Before applying this protocol for the first time, the experimenter should become familiar with the organoid culture and passaging. Although our protocol is well-adapted to screening approaches, beginners should start with a few samples. Demonstrating the procedure will be Sophie Dulauroy, an engineer from the laboratory.
After sacrificing an 8-to-10-week-old Lgr5-GFP mouse, collect five to eight centimeters of the jejunum encompassing region between the duodenum and ileum, and place it in cold DPBS supplemented with antibiotics on ice. Next, clean the intestinal content by flushing with five to 10 milliliters of cold DPBS containing antibiotics. Then using ball tip scissors, open the intestine longitudinally, and using forceps, transfer the tissue into a Petri dish containing cold DPBS with antibiotics.
Shake the tissue inside the dish to rinse it. Next, grab the intestine by aspiration using a plastic Pasteur pipette and transfer it into a 15 milliliter tube containing 10 milliliters of cold 10 millimolar EDTA. Invert the tube three times and incubate it on ice for 10 minutes.
After the incubation, transfer the tissue in a tube containing 10 milliliters of DPBS and vortex for two minutes. Immediately add 10 microliters of the fraction in a Petri dish and use a microscope to assess the quality of the fraction. After two transfers in DPBS containing tubes with two-minute vortexing between each transfer, incubate the intestine in EDTA on ice for five minutes as demonstrated previously.
Following three successive transfers in tubes containing DPBS with three-minute vortexing between each transfer, combine the best fractions into a 50 milliliter tube by inverting the selected tubes three times and filtering through a 70 micron cell strainer. Then spin the crypts, discard the supernatant and disrupt the pellet mechanically before adding five milliliters of cold DMEM F12. Count the number of crypts present in a 10 microliter aliquot manually under a microscope.
After counting, spin the crypts again and carefully remove the supernatant. Then mechanically disrupt the pellet and add growth culture medium to the tube to obtain a concentration of 90 crypts per microliter. Next, add two volumes of undiluted basement membrane matrix or BMM to get a final concentration of 30 crypts per microliter and carefully pipette the suspension up and down without introducing air bubbles into the mix.
For flow cytometry analysis, plate 10 microliters of the crypts BMM mix as a dome at the center of each well of a pre-warmed round bottom 96-well plate. And for imaging, deposit 10 microliters of the mix as a thin layer in a pre-warmed microslide eight-well chamber. After allowing the BMM to solidify at room temperature for five minutes, place the plates in an incubator at 37 degrees Celsius and 5%carbon dioxide.
After 15 minutes, add 250 microliters of growth medium into each well, taking care not to detach the BMM, and place the plate in the incubator. To visualize oxidative stress by confocal microscopy, add one microliter of n-acetylcysteine stock solution in the corresponding wells of the microslide eight-well chamber plated with organoids. After a one-hour incubation, add one microliter of tert-butyl hydroperoxide stock solution in the corresponding wells and incubate for another 30 minutes.

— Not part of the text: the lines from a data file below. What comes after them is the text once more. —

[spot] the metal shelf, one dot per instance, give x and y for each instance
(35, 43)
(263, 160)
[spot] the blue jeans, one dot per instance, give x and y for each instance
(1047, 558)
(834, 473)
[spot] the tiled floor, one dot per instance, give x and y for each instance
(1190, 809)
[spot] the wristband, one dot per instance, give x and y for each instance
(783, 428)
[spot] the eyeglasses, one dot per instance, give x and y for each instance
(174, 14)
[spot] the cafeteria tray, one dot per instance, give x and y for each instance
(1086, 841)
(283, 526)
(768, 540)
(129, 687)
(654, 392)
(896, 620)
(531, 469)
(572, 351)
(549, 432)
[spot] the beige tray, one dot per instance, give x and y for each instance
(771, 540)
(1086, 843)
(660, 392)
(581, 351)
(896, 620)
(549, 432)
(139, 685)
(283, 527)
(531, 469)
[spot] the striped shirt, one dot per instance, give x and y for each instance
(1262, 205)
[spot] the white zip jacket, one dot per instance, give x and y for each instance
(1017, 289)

Next, add one microliter of the 1.25 millimolar dilution of the fluorogenic probe per well, followed by one microliter of 1.25 milligrams per milliliter Hoechst solution. After another 30-minute incubation, remove the medium without disturbing the BMM and gently add 250 microliters of warm DMEM without phenol red. Image the organoids using a confocal microscope equipped with a thermic chamber and gas supply that detects the fluorogenic probe.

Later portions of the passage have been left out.